SUPERVISOR DIANNE JACOB
DATE: September 27, 2007
CONTACT: Steve Schmidt, 619-531-4766 or 619-206-9108
PREVENTING FIRE WHILE SERVING TIME: CAN COUNTY INMATES CLEAR BRUSH IN FIRE-PRONE AREAS?
SAN DIEGO – Facing extreme fire conditions in the San Diego County Backcounty, the Board of Supervisors is investigating whether County inmates can help clear dangerous brush to better protect communities from wildfires.
At the request of Supervisor Dianne Jacob, the Sheriff’s Department, the Probation Department and Cal Fire, formerly know as the California Department of Forestry, will begin to analyze the proposal right away.
Under the direction of Cal Fire, State prisoners already clear brush and even help fight larger wildfires in the region. Jacob said State crews could benefit from the assistance of County inmates because Backcountry fuel loads are extremely heavy and tinder-dry.
“There is an immediate need to reduce the fuel that will feed the next destructive wildfire, like the recent blaze that threatened Julian.

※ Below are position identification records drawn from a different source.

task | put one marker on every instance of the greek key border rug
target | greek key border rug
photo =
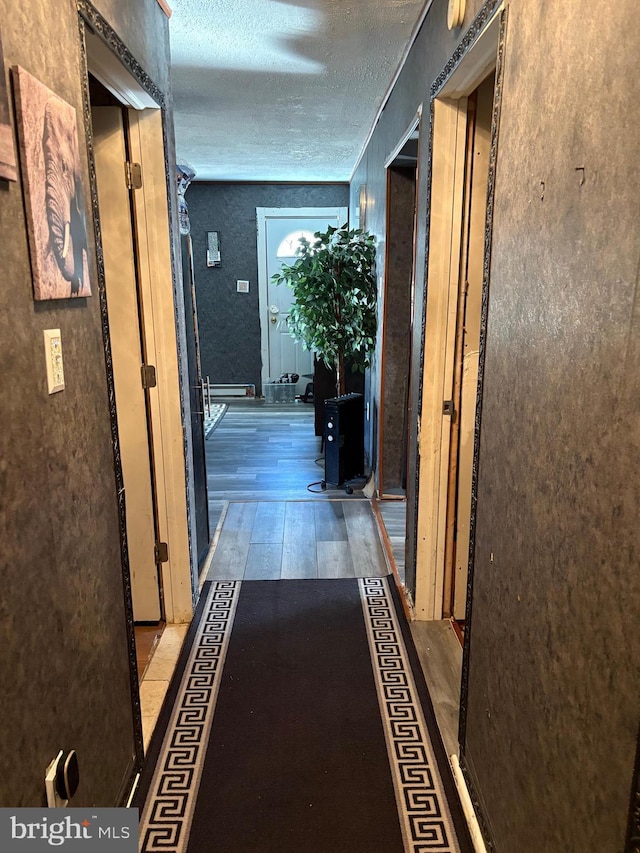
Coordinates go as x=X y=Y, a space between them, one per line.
x=295 y=723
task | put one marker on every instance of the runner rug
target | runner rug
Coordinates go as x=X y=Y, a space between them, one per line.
x=298 y=722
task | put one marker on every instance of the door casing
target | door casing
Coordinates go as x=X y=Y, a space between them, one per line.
x=448 y=145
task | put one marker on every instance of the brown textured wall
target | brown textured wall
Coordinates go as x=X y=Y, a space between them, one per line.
x=554 y=664
x=63 y=652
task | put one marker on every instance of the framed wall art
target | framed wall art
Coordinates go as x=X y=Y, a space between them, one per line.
x=8 y=165
x=53 y=192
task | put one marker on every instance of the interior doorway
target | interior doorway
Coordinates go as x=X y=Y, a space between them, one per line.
x=397 y=316
x=467 y=348
x=110 y=123
x=464 y=133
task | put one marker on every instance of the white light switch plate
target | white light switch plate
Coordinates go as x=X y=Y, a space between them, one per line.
x=53 y=358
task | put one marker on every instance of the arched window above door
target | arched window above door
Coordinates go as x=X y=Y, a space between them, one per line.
x=290 y=244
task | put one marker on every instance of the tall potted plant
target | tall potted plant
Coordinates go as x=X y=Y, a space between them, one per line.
x=334 y=286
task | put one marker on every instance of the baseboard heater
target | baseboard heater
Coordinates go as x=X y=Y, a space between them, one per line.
x=242 y=390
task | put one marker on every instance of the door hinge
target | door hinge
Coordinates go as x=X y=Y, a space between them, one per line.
x=162 y=552
x=133 y=174
x=149 y=379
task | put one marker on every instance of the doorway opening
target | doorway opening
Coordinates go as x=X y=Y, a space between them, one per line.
x=397 y=316
x=130 y=178
x=464 y=132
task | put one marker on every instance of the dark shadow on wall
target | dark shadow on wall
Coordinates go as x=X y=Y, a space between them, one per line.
x=228 y=321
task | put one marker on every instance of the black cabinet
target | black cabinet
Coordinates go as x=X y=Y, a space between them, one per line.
x=344 y=438
x=324 y=386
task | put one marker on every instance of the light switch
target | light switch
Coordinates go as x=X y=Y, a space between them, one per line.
x=53 y=358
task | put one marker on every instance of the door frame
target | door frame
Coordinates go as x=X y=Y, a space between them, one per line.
x=477 y=55
x=415 y=125
x=262 y=214
x=135 y=89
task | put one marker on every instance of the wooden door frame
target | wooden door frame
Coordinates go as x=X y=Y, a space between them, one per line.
x=477 y=55
x=159 y=226
x=262 y=214
x=416 y=124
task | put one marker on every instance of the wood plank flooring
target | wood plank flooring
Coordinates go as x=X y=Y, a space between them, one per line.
x=394 y=518
x=267 y=452
x=298 y=539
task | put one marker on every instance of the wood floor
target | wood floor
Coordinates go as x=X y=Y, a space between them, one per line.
x=260 y=461
x=298 y=539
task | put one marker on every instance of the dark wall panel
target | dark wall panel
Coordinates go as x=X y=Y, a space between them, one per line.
x=63 y=658
x=229 y=322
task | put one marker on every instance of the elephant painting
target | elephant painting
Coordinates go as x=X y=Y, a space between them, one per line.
x=52 y=183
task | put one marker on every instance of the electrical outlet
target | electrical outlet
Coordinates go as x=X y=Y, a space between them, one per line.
x=53 y=358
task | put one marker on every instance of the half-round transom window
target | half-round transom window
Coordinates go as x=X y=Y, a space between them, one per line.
x=288 y=247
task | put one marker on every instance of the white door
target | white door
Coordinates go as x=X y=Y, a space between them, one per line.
x=126 y=348
x=279 y=230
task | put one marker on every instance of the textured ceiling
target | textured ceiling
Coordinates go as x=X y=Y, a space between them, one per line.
x=277 y=90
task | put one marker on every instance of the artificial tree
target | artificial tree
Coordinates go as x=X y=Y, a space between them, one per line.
x=334 y=287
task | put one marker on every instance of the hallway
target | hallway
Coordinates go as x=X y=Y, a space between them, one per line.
x=272 y=528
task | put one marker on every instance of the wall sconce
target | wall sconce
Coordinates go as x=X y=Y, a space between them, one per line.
x=213 y=248
x=455 y=13
x=362 y=201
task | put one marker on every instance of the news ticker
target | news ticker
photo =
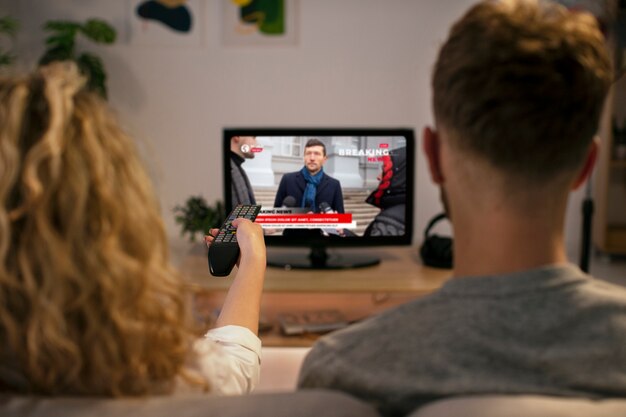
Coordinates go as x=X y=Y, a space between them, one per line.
x=288 y=220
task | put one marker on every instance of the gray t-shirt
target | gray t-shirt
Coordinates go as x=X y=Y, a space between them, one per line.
x=552 y=330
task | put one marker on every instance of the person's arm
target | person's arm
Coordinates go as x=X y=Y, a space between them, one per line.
x=280 y=193
x=243 y=301
x=339 y=199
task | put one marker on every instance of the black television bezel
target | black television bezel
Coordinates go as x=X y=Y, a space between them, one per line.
x=281 y=241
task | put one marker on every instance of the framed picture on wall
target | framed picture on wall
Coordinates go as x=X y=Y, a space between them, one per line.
x=259 y=22
x=177 y=23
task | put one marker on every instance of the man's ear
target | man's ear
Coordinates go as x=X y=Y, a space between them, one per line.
x=431 y=147
x=590 y=162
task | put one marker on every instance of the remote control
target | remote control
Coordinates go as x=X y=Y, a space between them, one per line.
x=224 y=251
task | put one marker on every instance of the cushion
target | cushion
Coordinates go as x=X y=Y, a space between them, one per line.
x=307 y=403
x=522 y=406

If the possibility exists that local inmates can pitch in, we owe it to property owners to find out,” Jacob said.
“Of course, we have to keep public safety top-of-mind,” Jacob added. “High-risk, violent felons should be excluded from brush crews.”
Jacob said there was a time when County probationers served on special crews at a number of fire camps in the Backcountry.
“Given the record dry conditions in our wildland areas, it’s time to look at the program again,” Jacob said.
After the infamous Cedar and Paradise fires of 2003, San Diego County instituted a number of measures to better manage brush in Backcountry. The County has stepped up efforts to educate property owners about defensible space around structures and removed thousands of dead and diseased pine trees from communities at high risk of fire.
Most recently, the County continued funding a telephone hotline designed to nab people who carelessly toss cigarette butts from vehicles.